As a former Key West guide and someone who fly fished for tarpon in every month of the year, I’m often surprised at the number of people who think that the only time to travel to the Florida Keys for tarpon is May and June. The reputation those months have is no doubt a carryover from the 70s and 80s, when there were relatively few anglers and lots of migrating tarpon. The game, as you probably know, has changed.
Here are my top five tips for anyone thinking of booking a guide to tarpon fish in the Keys this season or in coming years:
1. Choosing a guide is more important than choosing a season. The difference between the top Keys guides and the average guide is tremendous. The best guides are wonderful people to spend time on the water with, they have a large repertoire of spots to fish–which becomes very important when the weather or fish behavior becomes unpredictable, and they know their business, from knots to hooks to flies to placing the boat just right for your cast. They’ll know whether it is smarter to spend your day chasing tarpon, or whether permit or other species present the best opportunity.
Also, fish migration patterns change from year to year depending on conditions and the movement of tarpon prey. January may be calm and warm and provide fantastic fishing for laid-up tarpon, the season might extend far into July, and there may even be good fall tarpon fishing. The only thing you can be certain of is that every year is different. So fish with a guide who comes highly recommended rather than trying to find any guide who is available during “peak season.” (They’re probably already booked anyway.) You’re better off fishing with a great guide in bad weather than a lousy guide on a perfect day–it’s that kind of game.
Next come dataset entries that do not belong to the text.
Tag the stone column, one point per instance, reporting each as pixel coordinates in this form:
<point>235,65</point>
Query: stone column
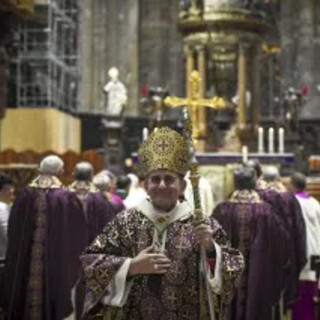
<point>242,85</point>
<point>202,112</point>
<point>255,84</point>
<point>190,66</point>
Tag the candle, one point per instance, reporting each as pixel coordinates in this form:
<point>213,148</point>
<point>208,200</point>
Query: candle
<point>244,154</point>
<point>260,140</point>
<point>281,140</point>
<point>145,133</point>
<point>271,140</point>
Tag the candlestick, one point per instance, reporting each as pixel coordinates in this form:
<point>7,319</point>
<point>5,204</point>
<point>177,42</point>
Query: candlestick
<point>244,154</point>
<point>271,140</point>
<point>260,140</point>
<point>145,133</point>
<point>281,140</point>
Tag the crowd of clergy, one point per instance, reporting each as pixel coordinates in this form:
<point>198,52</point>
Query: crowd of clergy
<point>54,240</point>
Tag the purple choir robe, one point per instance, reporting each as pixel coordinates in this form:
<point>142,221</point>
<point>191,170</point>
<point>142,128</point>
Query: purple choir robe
<point>46,235</point>
<point>117,207</point>
<point>288,210</point>
<point>96,210</point>
<point>254,229</point>
<point>179,294</point>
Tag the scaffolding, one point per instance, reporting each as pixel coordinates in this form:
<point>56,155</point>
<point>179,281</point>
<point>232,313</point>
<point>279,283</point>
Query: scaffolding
<point>47,64</point>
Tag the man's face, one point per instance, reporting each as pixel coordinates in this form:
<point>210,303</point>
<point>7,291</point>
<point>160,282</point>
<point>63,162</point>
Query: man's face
<point>291,187</point>
<point>7,193</point>
<point>164,188</point>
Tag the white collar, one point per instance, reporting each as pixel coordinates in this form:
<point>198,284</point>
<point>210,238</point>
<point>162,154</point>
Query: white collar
<point>181,211</point>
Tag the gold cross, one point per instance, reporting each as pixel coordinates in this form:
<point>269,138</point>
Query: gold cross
<point>182,245</point>
<point>172,297</point>
<point>194,102</point>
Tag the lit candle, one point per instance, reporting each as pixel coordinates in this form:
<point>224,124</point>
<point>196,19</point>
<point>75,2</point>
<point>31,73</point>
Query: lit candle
<point>260,140</point>
<point>145,133</point>
<point>271,140</point>
<point>281,140</point>
<point>244,154</point>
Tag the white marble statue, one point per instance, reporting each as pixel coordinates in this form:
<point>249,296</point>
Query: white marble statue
<point>116,93</point>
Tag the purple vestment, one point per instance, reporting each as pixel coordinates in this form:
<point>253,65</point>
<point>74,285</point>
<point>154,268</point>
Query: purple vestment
<point>288,210</point>
<point>97,210</point>
<point>179,294</point>
<point>45,238</point>
<point>255,230</point>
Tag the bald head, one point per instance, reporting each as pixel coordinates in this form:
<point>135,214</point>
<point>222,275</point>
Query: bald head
<point>83,171</point>
<point>298,182</point>
<point>51,165</point>
<point>244,178</point>
<point>271,174</point>
<point>255,164</point>
<point>102,182</point>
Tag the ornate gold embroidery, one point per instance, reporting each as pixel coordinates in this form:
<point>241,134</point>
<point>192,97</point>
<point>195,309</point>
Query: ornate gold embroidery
<point>165,149</point>
<point>245,196</point>
<point>82,188</point>
<point>46,182</point>
<point>35,284</point>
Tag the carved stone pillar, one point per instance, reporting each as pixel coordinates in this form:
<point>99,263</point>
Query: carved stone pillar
<point>255,85</point>
<point>242,84</point>
<point>202,112</point>
<point>190,66</point>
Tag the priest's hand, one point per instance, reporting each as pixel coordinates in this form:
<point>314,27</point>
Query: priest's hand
<point>203,234</point>
<point>147,262</point>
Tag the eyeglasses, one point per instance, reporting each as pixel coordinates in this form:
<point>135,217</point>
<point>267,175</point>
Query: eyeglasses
<point>167,179</point>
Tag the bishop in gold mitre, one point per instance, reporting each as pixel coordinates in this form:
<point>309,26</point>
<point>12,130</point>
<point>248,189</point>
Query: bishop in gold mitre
<point>146,262</point>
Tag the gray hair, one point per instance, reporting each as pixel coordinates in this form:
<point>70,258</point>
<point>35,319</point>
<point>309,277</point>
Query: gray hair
<point>51,165</point>
<point>271,174</point>
<point>83,171</point>
<point>102,182</point>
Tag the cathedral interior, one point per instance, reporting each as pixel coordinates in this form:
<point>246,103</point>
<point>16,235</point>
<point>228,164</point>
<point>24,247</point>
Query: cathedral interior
<point>246,69</point>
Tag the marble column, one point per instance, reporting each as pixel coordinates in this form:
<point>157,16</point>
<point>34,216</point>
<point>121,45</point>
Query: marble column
<point>255,84</point>
<point>190,66</point>
<point>242,87</point>
<point>202,112</point>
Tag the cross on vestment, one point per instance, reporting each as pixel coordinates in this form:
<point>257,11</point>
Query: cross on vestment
<point>172,297</point>
<point>163,145</point>
<point>182,245</point>
<point>194,102</point>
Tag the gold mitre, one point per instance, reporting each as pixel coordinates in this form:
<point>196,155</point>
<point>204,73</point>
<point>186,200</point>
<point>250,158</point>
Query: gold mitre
<point>164,149</point>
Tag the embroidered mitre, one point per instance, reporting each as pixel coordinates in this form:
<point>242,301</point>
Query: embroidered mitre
<point>164,149</point>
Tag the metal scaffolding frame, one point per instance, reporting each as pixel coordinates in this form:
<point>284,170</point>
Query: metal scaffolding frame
<point>48,57</point>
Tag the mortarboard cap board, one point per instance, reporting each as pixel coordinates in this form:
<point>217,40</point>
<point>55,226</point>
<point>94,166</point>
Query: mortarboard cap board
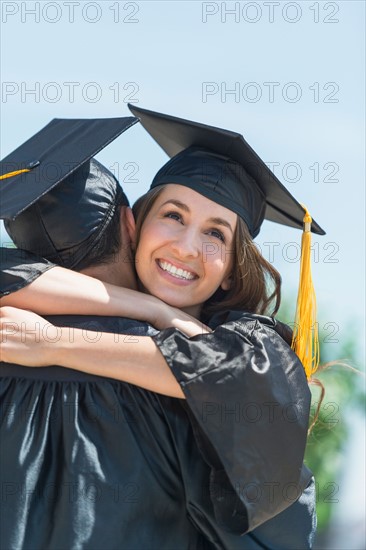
<point>56,199</point>
<point>222,166</point>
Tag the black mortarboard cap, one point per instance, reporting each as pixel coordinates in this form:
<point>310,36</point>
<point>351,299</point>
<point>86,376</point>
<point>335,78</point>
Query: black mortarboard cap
<point>61,206</point>
<point>222,166</point>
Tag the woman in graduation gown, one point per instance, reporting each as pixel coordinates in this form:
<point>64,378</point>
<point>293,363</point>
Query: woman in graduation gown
<point>259,364</point>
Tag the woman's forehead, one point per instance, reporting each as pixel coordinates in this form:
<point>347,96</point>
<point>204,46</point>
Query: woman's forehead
<point>195,202</point>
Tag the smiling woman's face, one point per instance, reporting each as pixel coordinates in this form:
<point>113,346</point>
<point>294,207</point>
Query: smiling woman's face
<point>185,249</point>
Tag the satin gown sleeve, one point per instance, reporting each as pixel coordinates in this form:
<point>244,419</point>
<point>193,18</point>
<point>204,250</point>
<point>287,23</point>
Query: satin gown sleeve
<point>19,268</point>
<point>248,400</point>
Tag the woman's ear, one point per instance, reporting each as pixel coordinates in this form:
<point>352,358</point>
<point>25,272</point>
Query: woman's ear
<point>226,283</point>
<point>130,226</point>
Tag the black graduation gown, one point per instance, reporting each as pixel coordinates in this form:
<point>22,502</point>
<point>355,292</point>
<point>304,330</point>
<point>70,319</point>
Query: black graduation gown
<point>79,451</point>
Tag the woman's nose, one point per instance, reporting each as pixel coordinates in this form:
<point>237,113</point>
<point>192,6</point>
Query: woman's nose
<point>187,244</point>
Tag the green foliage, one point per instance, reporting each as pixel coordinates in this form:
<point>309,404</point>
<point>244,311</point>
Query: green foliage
<point>344,391</point>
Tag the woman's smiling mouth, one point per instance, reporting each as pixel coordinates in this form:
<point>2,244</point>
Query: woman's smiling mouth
<point>176,272</point>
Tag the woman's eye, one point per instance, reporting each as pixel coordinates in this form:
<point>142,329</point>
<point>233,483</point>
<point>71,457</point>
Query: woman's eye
<point>217,234</point>
<point>173,216</point>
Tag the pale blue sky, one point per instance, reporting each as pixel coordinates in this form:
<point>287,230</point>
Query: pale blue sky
<point>313,53</point>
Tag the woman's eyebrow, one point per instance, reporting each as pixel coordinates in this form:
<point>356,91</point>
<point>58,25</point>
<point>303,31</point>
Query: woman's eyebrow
<point>214,220</point>
<point>177,203</point>
<point>221,221</point>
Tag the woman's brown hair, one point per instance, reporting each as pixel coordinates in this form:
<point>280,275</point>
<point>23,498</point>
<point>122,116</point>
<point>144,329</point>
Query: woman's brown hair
<point>255,284</point>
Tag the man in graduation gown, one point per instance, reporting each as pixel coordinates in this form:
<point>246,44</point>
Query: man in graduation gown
<point>94,462</point>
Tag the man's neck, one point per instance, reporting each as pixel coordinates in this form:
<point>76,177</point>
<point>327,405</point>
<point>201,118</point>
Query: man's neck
<point>113,274</point>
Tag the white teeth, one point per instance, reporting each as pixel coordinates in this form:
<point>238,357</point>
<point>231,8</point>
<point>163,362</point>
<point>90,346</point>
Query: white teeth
<point>176,272</point>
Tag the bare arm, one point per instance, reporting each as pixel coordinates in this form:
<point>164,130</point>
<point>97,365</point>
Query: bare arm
<point>30,340</point>
<point>62,291</point>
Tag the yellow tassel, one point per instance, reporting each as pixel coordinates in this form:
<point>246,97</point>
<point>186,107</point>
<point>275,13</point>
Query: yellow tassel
<point>305,340</point>
<point>15,173</point>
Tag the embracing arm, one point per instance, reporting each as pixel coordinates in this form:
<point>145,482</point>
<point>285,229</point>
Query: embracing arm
<point>30,340</point>
<point>30,282</point>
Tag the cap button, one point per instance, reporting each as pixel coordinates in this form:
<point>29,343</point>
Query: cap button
<point>33,164</point>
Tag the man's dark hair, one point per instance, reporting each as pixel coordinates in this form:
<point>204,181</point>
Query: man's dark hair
<point>109,243</point>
2. Choose and book your lodging carefully. If you wait until the last minute to find that ideal place to chill after a long day on the water, you’ll end up paying too much for a place that probably won’t meet your expectations. Keys hotels are notorious for over-charging and under-delivering. But there are many quiet guest houses and well-managed hotels to choose from, and most of the good ones post images of their rooms online. Caveat emptor.
3. If you are bringing your own gear, buy a new fly line. Or two. I never ceased to be amazed out how reluctant anglers are to buy a new line every season. Yes, lines can last you years if you take care of them, but why not drop $80 on a new line and fish with something you know will shoot well. Bring your “old” line as a backup. It’s a minor investment that can make a big difference in your enjoyment over a few days of fishing.
4. Plan to eat well. The last thing you want to do when you are fishing all day is to worry about what you are going to eat and where you are going to get it. Like lodging, there are more bad places to eat in the Keys than good places, and a little research is well-rewarded. You’ll appreciate a good dinner with excellent service after a long day on the water, and you’ll be glad when you don’t have to scramble to find something to take out on the boat. Ask your guide for recommendations, or ask experienced anglers. They’ll all suggest one or two “can’t-miss” options.
5. Keep your expectations in check. Yes, the Florida Keys are among the most beautiful places in the world to sight-fish. Yes, the guides are the best in the world. But I once took the time to calculate the number of “very fishable” days in the average week. I came up with the number “two.” Regardless of the season, on average two days of the week will be bad weather days, five days will be fishable, and of those only two will probably offer you great conditions. As an old Bahamian guide once said, “The sun be the boss of ‘dis game.” For tarpon, I’d add “the wind.”
Of course tempering your expectations means that you will probably be open to unexpected thrills: hooking a laid-up fish at the end of a day when no other fish would eat, seeing something you’ve never seen before, learning something completely new. Which leads to a bit of advice I offer anyone hoping for success in saltwater: always be ready for good things to happen. Believe me, it makes a difference.